Una vittoria della Vecchia Signora rischierebbe di scavare un solco profondo; al contrario, un successo nerazzurro rimetterebbe tutto in discussione, trasformando il resto del weekend in un’attesa carica di possibilità.

Finale al Sinigaglia

E infatti lo sguardo si sposterà inevitabilmente sul Lago di Como, ventiquattro ore più tardi. 

Al Sinigaglia, i lariani si giocano forse il passaggio più delicato della loro stagione contro la capolista della Serie A. 

Non è solo una questione di punti in palio, ma di resistenza e carattere: reggere la pressione, confermare quanto costruito fin qui, dimostrare che il quarto posto non è un episodio ma una scelta ben delineata. Anche perché dall’altra parte arriva un’Inter che ha ritrovato brillantezza e certezze, trascinata da un Lautaro Martínez tornato al gol e reduce da segnali forti (doppietta e 5-2 alla Roma).

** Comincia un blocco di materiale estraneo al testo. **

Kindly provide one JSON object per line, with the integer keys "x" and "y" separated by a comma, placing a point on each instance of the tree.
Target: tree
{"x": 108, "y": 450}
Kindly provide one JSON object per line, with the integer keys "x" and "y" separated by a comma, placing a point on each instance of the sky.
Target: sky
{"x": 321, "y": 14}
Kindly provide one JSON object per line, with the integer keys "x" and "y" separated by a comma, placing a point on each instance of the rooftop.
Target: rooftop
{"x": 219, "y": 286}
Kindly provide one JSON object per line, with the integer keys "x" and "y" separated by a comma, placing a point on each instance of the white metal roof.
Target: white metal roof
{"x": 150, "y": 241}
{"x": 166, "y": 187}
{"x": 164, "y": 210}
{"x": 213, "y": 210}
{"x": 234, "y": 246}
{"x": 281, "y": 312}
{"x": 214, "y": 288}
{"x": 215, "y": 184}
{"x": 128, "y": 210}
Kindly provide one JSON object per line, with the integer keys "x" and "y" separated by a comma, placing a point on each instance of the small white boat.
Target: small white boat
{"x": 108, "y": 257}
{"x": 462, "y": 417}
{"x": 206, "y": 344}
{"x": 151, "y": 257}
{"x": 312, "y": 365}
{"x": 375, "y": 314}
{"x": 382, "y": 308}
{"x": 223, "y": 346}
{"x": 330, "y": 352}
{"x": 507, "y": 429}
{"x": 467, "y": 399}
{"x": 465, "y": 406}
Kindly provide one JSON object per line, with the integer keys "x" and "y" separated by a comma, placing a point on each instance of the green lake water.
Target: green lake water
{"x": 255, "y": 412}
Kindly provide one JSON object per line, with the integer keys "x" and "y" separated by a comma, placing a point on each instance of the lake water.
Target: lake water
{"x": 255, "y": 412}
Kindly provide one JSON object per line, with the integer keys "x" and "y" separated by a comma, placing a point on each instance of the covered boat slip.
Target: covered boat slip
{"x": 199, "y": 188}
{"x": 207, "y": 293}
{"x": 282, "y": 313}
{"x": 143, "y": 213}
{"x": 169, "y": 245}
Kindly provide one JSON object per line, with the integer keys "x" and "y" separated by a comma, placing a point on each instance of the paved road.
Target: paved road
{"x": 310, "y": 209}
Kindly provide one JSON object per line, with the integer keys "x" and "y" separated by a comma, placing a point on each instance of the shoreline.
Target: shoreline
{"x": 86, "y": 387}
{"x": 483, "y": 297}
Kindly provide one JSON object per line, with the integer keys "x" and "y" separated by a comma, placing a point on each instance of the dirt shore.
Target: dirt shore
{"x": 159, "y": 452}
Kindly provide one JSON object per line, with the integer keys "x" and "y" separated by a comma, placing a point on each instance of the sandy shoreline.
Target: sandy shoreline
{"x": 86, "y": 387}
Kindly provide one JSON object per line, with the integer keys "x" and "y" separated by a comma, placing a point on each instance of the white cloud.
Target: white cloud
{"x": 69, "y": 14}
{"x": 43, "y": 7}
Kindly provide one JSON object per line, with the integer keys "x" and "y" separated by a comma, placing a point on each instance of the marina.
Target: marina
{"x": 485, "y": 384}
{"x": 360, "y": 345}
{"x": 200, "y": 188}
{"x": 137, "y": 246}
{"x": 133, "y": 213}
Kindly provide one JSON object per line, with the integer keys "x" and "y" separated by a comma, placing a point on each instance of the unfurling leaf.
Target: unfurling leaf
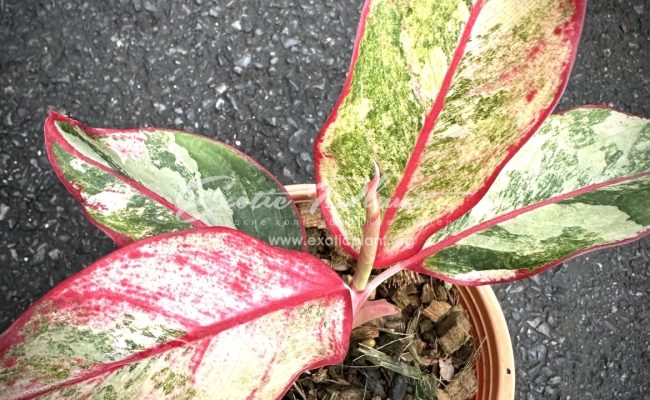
{"x": 441, "y": 94}
{"x": 580, "y": 184}
{"x": 209, "y": 313}
{"x": 134, "y": 184}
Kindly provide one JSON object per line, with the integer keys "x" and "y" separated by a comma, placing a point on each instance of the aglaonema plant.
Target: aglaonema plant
{"x": 440, "y": 156}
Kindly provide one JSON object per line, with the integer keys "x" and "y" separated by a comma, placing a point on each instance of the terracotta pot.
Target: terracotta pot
{"x": 495, "y": 366}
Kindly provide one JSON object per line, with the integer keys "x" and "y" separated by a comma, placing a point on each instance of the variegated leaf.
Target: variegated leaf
{"x": 581, "y": 183}
{"x": 135, "y": 184}
{"x": 202, "y": 314}
{"x": 440, "y": 95}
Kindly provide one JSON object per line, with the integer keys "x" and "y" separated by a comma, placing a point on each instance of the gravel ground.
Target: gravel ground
{"x": 262, "y": 76}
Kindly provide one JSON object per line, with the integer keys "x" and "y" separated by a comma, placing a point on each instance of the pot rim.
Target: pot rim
{"x": 495, "y": 367}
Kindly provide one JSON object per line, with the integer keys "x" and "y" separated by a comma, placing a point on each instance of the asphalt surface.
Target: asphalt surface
{"x": 262, "y": 76}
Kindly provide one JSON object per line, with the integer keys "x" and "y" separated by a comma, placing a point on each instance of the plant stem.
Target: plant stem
{"x": 370, "y": 238}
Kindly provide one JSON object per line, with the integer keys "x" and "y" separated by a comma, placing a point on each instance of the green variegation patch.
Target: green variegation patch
{"x": 203, "y": 314}
{"x": 114, "y": 203}
{"x": 139, "y": 183}
{"x": 579, "y": 183}
{"x": 441, "y": 94}
{"x": 403, "y": 56}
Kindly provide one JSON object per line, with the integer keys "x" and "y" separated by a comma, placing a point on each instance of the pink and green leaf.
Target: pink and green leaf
{"x": 134, "y": 184}
{"x": 441, "y": 94}
{"x": 581, "y": 183}
{"x": 208, "y": 313}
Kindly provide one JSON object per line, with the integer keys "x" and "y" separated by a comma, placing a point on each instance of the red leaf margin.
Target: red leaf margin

Le probabilità di vittoria
Le probabilità di vittoriaOpta by Statsperform

In controluce, osserva e spera proprio la squadra guidata da Gasperini, impegnata nell'anticipo contro il Pisa: i giallorossi sanno che questo è il tipo di weekend in cui si può guadagnare terreno senza nemmeno incrociare direttamente le rivali. Basta restare lì, pronti ad approfittare di qualsiasi esitazione.

Parola al campo

È questo il tratto più spietato di aprile: il momento in cui i punti smettono di essere numeri e diventano conseguenze. Basta un episodio, un dettaglio fuori posto, e la stagione cambia direzione. Se il Como dovesse reggere l’urto e prendersi la partita, allora la Champions smetterebbe di essere un’ipotesi suggestiva per trasformarsi in qualcosa di tremendamente concreto, quasi tangibile sulle rive del lago.

Se invece dovesse inciampare, tutto tornerebbe in discussione. Le distanze si accorcerebbero, le certezze si sfilaccerebbero e quella corsa, che oggi sembra avere una forma più o meno precisa, si rimetterebbe improvvisamente in movimento. A quel punto non ci sarebbero più favoriti, ma solo squadre costrette a rincorrere fino all’ultimo respiro.

Il resto lo farà il campo. Come sempre.